Friuli Venezia Giulia

Winery Castellargo

Friuli Venezia Giulia

Grave del Friuli ALBUS

Grave del Friuli ALBUS Grave del Friuli ALBUS
Estate:
Castellargo
Wine:
Grave del Friuli ALBUS
Grape:
40% Friulano - 30% Chardonnay - 30% Sauvignon Blanc
Region:
Friuli Venezia Giulia
City:
Treppo Grande
Soil:
“Grave” = means hard because the land is very stony
Alcohol:
13.5
Acidity:
6.7
Residual sugar:
6.4

TASTING NOTES

Color:
Straw-yellow with green highlights.
Nose:
The wine is rich and flavorful; it combines the structure of the Chardonnay with the aromas of the Sauvigon (cantaloupe, grape fruit) and the unique character of the Friulano (cucumber, green pepper).
Taste:
This wine is dry, full and harmonious, keeps a good acidity with a long and lingering finish.

Comments

 Key selling points - In Italy's most confused wine region, Albus provides a strong example of the best characteristics of Friulian white wine.  It is one of an increasing number of singular and iconic white wines distinguishing themselves from the crowd of varietally named wines in Friuli, a group that is beginning to make significant inroads within leading accounts in the U.S.  Unlike many such wines, Castellargo with Albus does not go too far in its goal of distinguishing itself from the crowd, and does not concern itself with "natural" winemaking, Amphoras, or on the opposite pole, French oak.  This wine's success will be due to the expression of its regional personality and fruit, and its seamless balance.  This is a Friulian white that would be recognized as "typical" by the grandparents of today's Friulian winemakers, but which conveys its cultural authenticity in a thoroughly modern way.  

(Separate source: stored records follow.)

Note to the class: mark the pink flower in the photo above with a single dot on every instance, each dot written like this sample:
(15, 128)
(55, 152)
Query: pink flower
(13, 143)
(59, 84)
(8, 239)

The closest competitor of Albus is probably Vespa Bianco, though Vespa costs about three times more than Albus.  Tasting these wines side by side is highly advantageous to Albus.  Other competitors are Felluga's Terre Alte, though this has met considerable resistance in the U.S. and is not considered cutting edge, and a few of Jermann's bottlings, though once again, prices are much higher.  It is worth noting that Albus is drier than most top of the line Friulian whites, which use some residual sugar to amplify apparent body and concentration (Jermann is the best example of this).  

Consequently Albus is, relatively speaking, a "Wine for Adults", bone dry, and carrying considerable minerality, while still selling at a very fair price.  

Those not familiar with Friuli will identify Albus most closely with dry Loire valley Chenin Blanc.